«The Terminal», de Steven Spielberg
Class.:

O Extraterrestre que veio do planeta Terra
O cinema tem destas coisas. De vez em quando lá aparece um filme que nos devolve o grau zero de todas formas de pensar e sentir. Devolve-nos (a nós, espectadores) porque o cinismo que contamina o pensamento social, já nos fez esquecer que existem lugares dentro do nosso corpo que ainda não foram absorvidos por essa letargia emocional. Num aeroporto onde chegam e partem dezenas de milhares de pessoas por dia, Viktor Navorsky (Hanks) é apenas mais uma falha no sistema: o seu país entrou em guerra civil e Viktor perdeu a sua cidadania enquanto o governo não recuperar o controlo da situação. Nesse sentido, Viktor está proibido de sair do terminal do aeroporto e entrar em Nova Iorque.

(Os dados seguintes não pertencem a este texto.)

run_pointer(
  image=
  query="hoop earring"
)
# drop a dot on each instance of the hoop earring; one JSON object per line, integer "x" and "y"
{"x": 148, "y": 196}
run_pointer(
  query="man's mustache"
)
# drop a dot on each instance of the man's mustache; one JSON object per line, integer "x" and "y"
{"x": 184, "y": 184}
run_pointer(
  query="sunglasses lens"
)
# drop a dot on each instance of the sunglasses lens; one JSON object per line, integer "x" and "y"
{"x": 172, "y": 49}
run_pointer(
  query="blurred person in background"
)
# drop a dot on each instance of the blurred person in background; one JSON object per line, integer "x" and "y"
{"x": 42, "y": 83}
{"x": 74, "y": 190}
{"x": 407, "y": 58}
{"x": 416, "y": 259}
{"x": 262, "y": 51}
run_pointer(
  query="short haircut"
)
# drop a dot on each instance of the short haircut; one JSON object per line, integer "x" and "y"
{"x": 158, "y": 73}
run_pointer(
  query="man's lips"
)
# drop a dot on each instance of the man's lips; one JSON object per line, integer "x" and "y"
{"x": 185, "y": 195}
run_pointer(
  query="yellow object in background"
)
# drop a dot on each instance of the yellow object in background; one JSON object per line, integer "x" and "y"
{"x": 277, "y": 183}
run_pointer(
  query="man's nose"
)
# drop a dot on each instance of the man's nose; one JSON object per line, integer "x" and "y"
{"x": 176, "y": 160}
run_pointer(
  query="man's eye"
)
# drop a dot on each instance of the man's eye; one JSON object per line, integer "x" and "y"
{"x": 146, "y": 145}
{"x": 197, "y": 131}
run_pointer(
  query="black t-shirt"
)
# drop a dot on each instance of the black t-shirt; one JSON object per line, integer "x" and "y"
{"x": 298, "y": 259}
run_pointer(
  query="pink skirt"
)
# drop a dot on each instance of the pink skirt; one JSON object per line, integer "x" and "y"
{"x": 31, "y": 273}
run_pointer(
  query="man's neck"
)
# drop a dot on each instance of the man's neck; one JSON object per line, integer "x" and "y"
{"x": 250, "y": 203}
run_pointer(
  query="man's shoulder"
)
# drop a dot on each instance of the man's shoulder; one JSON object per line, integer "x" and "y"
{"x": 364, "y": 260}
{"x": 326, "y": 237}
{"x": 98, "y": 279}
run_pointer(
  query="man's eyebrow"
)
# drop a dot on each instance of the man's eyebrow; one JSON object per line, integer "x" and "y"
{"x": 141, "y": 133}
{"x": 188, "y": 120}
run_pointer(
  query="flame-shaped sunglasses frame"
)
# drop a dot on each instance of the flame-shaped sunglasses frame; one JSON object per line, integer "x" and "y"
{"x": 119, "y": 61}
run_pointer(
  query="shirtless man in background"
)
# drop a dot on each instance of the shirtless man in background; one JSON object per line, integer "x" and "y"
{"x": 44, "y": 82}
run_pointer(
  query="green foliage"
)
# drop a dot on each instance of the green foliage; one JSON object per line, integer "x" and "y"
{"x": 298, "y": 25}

É possível sentir que Spielberg terá regressado às suas fontes clássicas mais directas, sobretudo Capra e Keaton. De resto, o herói de The Terminal absorve toda a amplitude do herói «capriano»: é alguém sem lugar, sem nada a não ser um enorme coração capaz de alterar a vida de qualquer ser com quem se cruze. Mais uma vez, seguindo o registo melodramático de «Apanha-me se Puderes», «The Terminal» transcende a frivolidade que o nosso olhar procura numa comédia «light». Sem nos apercebermos, o filme desenha o labirinto existencial de um personagem perdido num aeroporto (e na vida) à procura de completar as últimas memórias paternas (e, num certo sentido, para completar o corpo do pai) e regressar de novo a casa. Na sua passagem pelos EUA, conhece habitantes do mundo cujas relações estabelecidas transcendem qualquer barreira linguística ou cultural. No fundo, é a história revivida do ET. Apesar do extraterrestre, desta vez, ser bem humano, vem de um lugar inventado (Krakhozia, algures na Europa de Leste). É para esse «planeta» que, sabemos, terá de regressar. Em boa verdade, é a tragédia suspensa dos melodramas mais dolorosos de Spielberg: a construção efémera de uma família destinada à separação. Ou, para recuperar a ambiguidade de finais como os de ET ou AI, é a tragédia «happy/sad» desenhada pelo efémero que deixará marcas para o resto da vida.
Mas «The Terminal» não é uma quadro concreto. É, antes do mais, uma pintura abstracta de corpos, estímulos, emoções, sentimentos. Apetece dizer que todos os corpos são aparições. Com tudo o que a palavra arrasta de efémero e eterno. Porque uma aparição pode durar apenas uns segundos aos nossos olhos e permanecer para sempre na nossa memória. Assim é, por exemplo, Catherine Zeta-Jones, personagem feita à imagem de tantas mulheres contaminadas pela errância do amor do cinema clássico norte-americano. Muitos espectadores poderão sentir uma sensação algo desconcertante, já que a história de amor é tratada com a mesma prioridade de outras sub-histórias da narrativa. Talvez porque este filme não é uma história de amor. Pelo menos não entre Viktor e Amelia. É, sobretudo, uma história de um filho que, depois de cumprir a sua missão, apenas quer regressar a casa.
«Life is Waiting» diz-nos o cartaz do filme. Todos esperam, diz Viktor. E num terminal de aeroporto, onde todos esperam vidas que chegam, vidas que partem, o filme dá vida a um pequeno circo de personagens que vivem a sua vida como personagens de um conto de fadas em busca do seu final feliz. Alimentado por gags que nos deixarão um sorriso desenhado no rosto por vários dias e potenciado por uma narrativa melodramática fortíssima, «The Terminal» é uma das mais comoventes experiências dos últimos anos de cinema e um filme que apetece levar para casa e ver, vezes e vezes sem conta.